Le modèle démocratique grec fait toujours débat

Or, plus que jamais d’actualité, ce modèle politique fait débat, qu’il s’agisse du tirage au sort des élus, du droit de vote, du rôle des associations et des réseaux, du statut des étrangers, de la condition des femmes ou encore des manières de vivre ensemble. Il ne cesse d’alimenter nos questionnements, notamment sur la justice et l’égalité, et d’inspirer ceux qui entendent, en cette aube d’un nouveau millénaire, « réenchanter » l’idéal démocratique. 

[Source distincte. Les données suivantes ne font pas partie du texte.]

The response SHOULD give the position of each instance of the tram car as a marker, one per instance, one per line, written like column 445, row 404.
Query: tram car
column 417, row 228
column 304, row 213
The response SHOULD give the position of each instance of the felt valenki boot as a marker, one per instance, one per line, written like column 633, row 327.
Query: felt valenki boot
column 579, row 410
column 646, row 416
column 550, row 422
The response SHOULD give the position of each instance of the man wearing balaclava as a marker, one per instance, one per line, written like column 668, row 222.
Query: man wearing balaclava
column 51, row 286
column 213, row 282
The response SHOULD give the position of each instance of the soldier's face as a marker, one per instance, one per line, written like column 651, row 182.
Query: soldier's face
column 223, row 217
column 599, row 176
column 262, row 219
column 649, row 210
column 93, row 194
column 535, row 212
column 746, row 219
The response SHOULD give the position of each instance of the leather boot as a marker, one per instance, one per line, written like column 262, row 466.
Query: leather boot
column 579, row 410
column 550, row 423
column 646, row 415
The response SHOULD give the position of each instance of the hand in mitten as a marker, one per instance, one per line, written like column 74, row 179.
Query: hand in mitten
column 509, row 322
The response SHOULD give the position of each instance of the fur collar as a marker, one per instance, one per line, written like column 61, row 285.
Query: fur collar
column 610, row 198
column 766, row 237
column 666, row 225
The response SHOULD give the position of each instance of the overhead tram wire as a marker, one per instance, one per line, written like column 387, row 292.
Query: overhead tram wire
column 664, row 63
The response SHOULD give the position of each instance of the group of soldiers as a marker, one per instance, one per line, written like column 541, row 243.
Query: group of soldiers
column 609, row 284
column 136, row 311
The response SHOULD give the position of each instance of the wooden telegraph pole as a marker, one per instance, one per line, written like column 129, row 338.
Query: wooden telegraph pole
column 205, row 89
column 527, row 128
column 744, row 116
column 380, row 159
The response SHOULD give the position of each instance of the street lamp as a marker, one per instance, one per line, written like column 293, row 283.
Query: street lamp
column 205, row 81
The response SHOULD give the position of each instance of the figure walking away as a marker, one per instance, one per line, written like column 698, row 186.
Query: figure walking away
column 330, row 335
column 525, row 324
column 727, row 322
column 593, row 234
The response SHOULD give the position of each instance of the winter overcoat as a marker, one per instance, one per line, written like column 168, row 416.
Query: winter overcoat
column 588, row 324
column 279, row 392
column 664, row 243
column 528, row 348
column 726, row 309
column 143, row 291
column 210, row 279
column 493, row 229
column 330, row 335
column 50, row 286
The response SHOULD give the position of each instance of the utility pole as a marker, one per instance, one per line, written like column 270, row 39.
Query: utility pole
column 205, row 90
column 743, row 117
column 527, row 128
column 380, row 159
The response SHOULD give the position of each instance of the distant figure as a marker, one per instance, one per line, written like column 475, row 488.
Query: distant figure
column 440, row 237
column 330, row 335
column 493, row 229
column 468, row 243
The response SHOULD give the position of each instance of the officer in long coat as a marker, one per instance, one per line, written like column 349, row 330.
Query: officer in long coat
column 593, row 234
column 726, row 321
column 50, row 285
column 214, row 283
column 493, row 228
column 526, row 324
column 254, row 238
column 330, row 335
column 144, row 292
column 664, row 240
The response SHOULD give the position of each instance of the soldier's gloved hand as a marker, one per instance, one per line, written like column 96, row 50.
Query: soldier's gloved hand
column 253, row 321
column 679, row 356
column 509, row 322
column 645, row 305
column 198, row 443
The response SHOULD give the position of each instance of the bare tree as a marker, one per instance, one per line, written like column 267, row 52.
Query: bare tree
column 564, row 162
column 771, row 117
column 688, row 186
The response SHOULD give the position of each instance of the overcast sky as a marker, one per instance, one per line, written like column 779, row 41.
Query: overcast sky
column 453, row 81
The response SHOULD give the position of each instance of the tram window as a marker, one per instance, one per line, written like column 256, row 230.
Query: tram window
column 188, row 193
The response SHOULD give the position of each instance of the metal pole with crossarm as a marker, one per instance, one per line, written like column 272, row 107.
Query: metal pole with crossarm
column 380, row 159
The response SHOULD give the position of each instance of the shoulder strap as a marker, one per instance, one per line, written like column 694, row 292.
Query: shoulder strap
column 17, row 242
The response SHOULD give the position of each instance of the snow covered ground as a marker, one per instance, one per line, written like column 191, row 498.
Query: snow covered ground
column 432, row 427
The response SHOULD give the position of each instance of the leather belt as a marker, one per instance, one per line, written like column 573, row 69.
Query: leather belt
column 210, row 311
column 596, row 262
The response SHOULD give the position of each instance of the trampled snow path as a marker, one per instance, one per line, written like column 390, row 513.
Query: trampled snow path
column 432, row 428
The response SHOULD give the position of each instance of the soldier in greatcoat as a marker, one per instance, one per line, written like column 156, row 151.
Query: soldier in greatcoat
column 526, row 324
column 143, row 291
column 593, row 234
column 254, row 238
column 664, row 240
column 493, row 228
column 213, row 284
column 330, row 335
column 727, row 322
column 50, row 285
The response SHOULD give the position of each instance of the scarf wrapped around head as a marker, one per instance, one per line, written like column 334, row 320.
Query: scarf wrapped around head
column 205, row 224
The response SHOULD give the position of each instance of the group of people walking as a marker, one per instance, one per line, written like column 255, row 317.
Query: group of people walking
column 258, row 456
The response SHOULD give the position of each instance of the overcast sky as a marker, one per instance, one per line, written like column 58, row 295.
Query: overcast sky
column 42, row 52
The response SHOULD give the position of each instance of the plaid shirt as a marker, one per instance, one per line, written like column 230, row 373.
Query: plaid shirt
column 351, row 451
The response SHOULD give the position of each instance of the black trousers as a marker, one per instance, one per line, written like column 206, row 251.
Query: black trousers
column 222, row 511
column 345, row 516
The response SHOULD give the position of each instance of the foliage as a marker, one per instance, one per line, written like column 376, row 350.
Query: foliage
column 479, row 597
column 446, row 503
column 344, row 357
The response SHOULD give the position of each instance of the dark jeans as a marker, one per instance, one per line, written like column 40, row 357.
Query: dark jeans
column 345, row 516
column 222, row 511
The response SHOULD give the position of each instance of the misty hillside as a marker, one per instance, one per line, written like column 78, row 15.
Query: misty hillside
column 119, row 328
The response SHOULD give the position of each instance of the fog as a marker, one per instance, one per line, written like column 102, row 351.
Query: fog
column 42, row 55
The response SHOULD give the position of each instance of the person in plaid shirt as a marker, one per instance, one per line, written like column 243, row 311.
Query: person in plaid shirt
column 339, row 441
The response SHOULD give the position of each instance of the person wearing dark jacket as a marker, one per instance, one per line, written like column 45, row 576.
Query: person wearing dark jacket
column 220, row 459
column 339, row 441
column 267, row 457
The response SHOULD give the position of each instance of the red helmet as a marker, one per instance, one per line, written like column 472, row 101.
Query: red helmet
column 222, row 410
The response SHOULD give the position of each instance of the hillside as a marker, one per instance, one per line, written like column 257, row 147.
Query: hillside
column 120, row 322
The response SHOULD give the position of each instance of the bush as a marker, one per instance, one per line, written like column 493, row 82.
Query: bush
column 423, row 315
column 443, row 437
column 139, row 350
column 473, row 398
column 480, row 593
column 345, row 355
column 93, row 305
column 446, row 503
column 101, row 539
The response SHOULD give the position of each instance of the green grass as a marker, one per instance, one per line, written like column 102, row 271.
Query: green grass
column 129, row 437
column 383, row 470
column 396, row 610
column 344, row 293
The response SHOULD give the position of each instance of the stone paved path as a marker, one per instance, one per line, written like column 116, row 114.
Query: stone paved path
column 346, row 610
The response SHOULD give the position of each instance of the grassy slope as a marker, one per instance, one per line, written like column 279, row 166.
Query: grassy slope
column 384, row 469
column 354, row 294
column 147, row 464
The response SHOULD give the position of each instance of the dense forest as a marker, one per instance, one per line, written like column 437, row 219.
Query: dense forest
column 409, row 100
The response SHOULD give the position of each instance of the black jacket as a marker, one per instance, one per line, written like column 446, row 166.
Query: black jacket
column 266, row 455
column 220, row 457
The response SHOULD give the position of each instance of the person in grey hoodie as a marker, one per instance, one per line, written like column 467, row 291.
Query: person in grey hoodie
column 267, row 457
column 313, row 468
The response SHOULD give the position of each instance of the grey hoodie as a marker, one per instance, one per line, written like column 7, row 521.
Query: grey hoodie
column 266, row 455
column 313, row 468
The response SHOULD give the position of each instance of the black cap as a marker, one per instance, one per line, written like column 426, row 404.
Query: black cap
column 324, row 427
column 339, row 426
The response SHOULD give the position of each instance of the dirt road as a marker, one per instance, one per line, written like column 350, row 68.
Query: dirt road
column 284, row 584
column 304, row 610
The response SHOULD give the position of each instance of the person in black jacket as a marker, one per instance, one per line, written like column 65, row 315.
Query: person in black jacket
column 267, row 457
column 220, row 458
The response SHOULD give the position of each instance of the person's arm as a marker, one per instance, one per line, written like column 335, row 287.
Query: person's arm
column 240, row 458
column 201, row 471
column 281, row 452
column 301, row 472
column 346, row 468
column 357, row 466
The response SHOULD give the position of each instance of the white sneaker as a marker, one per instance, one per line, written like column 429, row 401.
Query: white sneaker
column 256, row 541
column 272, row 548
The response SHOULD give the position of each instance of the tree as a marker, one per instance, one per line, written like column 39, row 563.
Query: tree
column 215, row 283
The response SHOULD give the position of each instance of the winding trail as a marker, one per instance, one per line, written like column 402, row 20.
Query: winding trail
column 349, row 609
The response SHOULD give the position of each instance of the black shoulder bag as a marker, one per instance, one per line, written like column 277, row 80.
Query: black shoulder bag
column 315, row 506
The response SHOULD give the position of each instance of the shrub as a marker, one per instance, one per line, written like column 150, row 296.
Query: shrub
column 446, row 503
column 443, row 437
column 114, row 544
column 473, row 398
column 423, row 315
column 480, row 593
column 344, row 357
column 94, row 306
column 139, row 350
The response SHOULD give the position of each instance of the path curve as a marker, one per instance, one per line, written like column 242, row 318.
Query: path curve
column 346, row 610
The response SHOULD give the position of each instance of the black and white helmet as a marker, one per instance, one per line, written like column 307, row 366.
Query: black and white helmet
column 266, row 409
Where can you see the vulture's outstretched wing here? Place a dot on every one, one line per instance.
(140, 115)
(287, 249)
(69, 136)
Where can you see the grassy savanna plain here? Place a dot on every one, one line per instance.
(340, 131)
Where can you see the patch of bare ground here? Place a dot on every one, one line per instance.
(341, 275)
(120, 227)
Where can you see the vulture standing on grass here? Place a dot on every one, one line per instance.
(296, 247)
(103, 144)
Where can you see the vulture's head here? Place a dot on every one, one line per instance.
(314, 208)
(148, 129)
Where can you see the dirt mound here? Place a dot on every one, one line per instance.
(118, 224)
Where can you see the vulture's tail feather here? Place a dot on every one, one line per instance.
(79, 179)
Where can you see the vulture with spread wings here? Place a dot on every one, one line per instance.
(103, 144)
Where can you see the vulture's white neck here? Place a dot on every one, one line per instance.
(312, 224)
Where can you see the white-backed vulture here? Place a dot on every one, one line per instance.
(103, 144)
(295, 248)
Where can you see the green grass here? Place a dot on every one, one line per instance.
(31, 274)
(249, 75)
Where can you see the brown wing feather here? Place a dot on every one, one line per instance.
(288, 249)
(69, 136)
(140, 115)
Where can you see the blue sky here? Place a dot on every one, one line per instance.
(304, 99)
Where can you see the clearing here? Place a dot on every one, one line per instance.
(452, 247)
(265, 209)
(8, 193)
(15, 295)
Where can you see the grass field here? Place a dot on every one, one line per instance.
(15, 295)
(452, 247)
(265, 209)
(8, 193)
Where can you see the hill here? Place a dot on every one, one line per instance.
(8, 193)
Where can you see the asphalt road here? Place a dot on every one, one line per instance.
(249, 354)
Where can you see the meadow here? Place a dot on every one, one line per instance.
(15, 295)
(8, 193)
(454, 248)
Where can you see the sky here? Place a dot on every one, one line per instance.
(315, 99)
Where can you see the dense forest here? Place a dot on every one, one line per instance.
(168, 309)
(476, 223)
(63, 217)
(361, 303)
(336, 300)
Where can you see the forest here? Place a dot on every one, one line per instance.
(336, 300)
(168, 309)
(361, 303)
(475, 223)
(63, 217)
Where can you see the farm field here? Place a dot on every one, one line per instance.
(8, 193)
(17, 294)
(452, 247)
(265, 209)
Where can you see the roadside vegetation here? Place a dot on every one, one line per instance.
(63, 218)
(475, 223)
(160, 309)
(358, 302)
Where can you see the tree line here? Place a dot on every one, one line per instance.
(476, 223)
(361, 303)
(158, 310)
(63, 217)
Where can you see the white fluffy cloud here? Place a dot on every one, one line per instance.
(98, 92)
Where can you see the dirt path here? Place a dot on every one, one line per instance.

« Athènes est-elle une démocratie ? »

Il est pédagogiquement intéressant de le questionner en classe de 2nde en interpellant nos élèves, soit à l’écrit ou à l’oral.
Vous serez surpris par la richesse des réponses proposées, à l’aune des questions que pose notre système démocratique aujourd’hui à des classes d’âge que l’on considère un peu vite comme non concernées par les questions politiques…

Athènes contre Sparte, le duel qui cache l’ensemble

Ces deux siècles fondateurs ne se résument plus aujourd’hui au duo et au duel entre deux villes rivales : une Athènes libérale et « bourgeoise », face à la Sparte guerrière de Léonidas. Les découvertes archéolo-giques, le témoignage des inscriptions et les monnaies nous font découvrir l’histoire d’autres territoires longtemps restés dans l’ombre, comme ceux de la Grèce du Nord, de Marseille, du delta du Danube, de la Syrie, de la Sicile ou de la Crimée. Les relations plurielles entre les Grecs et les autres peuples du bassin méditerranéen se révèlent d’une richesse longtemps restée insoupçonnée.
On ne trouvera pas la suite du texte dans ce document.